RajLab: June 2013

Thursday, June 20, 2013

Marshall graduated!

Marshall successfully defended his thesis last Tuesday, June 11th. He was my first student and did a really amazing job, not just with his science, but in helping me get the lab up and running. All the best to Marshall as he starts his new job with eMolecules in San Diego!

It was also a really fun moment for the entire lab:

And yes, someone in the lab actually has a mohawk hairdo (Andrew).

Wednesday, June 19, 2013

The magical results of reviewer experiments

So, for those of you who aren't as familiar with it, the way the peer review process theoretically works is that you submit your paper, they (hopefully) send your paper to review by other scientists, and those scientists give their comments. Then you have to address those comments, and if you do so to the editor's satisfaction, then they will probably accept the paper. Often times, the reviewer comments will go something like "In order to make the claim that XYZ, the authors must show ZYX via experiment XZY." And, amazingly, the authors seemingly ALWAYS get the results that they want (i.e., the ones that will get the paper accepted). Now doesn't this seem a little bit unlikely? Of course it does! But at that point, the pressure to complete the deal (for all parties involved) is very high and so, well... things just seem to work out. :) Does this seem shady to you? Is that really the way it goes down? Well, let me ask you: have you ever reviewed a paper, suggested an important experiment, and had the authors actually pull the claim in response to a negative result? Certainly hasn't happened to me.

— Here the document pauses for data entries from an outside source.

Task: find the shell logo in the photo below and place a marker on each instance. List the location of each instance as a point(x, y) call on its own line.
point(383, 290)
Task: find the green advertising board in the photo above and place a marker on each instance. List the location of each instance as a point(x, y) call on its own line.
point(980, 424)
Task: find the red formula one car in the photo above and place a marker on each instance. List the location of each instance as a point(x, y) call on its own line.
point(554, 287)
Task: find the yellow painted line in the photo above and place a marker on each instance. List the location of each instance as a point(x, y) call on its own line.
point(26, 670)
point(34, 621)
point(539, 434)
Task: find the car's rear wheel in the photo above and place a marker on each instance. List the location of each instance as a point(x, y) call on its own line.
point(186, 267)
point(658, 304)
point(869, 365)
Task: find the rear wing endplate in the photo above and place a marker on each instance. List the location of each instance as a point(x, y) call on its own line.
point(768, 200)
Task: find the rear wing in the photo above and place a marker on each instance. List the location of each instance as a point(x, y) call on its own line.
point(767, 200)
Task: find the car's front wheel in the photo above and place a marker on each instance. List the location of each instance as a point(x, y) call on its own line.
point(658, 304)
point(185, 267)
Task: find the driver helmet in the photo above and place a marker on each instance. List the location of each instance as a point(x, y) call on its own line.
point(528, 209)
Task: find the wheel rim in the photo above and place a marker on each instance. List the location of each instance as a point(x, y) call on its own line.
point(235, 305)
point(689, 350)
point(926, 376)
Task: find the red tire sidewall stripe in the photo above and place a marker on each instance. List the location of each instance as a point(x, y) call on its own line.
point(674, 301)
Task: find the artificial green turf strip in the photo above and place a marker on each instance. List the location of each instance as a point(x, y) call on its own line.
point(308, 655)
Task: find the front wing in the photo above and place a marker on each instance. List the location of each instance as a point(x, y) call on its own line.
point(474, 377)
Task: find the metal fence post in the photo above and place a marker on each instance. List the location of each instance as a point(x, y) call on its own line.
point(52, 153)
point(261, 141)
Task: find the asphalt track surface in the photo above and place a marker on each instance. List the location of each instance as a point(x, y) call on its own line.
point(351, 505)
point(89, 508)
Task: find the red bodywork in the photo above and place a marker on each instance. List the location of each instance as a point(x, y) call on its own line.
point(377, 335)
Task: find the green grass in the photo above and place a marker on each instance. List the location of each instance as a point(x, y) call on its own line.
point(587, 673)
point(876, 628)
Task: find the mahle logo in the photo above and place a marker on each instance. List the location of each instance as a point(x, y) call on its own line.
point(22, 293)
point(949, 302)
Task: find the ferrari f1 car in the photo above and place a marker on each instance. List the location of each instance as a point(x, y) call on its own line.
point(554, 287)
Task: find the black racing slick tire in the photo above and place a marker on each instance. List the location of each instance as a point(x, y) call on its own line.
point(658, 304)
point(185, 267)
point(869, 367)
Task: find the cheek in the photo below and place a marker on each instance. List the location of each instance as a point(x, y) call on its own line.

I think the idea with peer review is that it raises the quality of the paper. Overblown, in my estimation. Because of this pernicious "reviewer-experiment-positive-result" effect, I don't think that the additional experiments really make a bad paper better. Good papers tend to get reviews that ask for peripheral experiments that are usually a waste of time, and bad papers tend to generate a list of crucial controls that somehow always seem to work out in their favor. Note that I'm not (necessarily) saying that authors are being underhanded. It's just that reviewer experiments tend to get much less care and attention, and since there is now a very strong vested interest in a particular result, the authors are much more likely to analyze the hell out of their data until it gives you what you want. And once they get something vaguely positive, you can't really say much as a reviewer. Here's a hypothetical example, very loosely based on experience...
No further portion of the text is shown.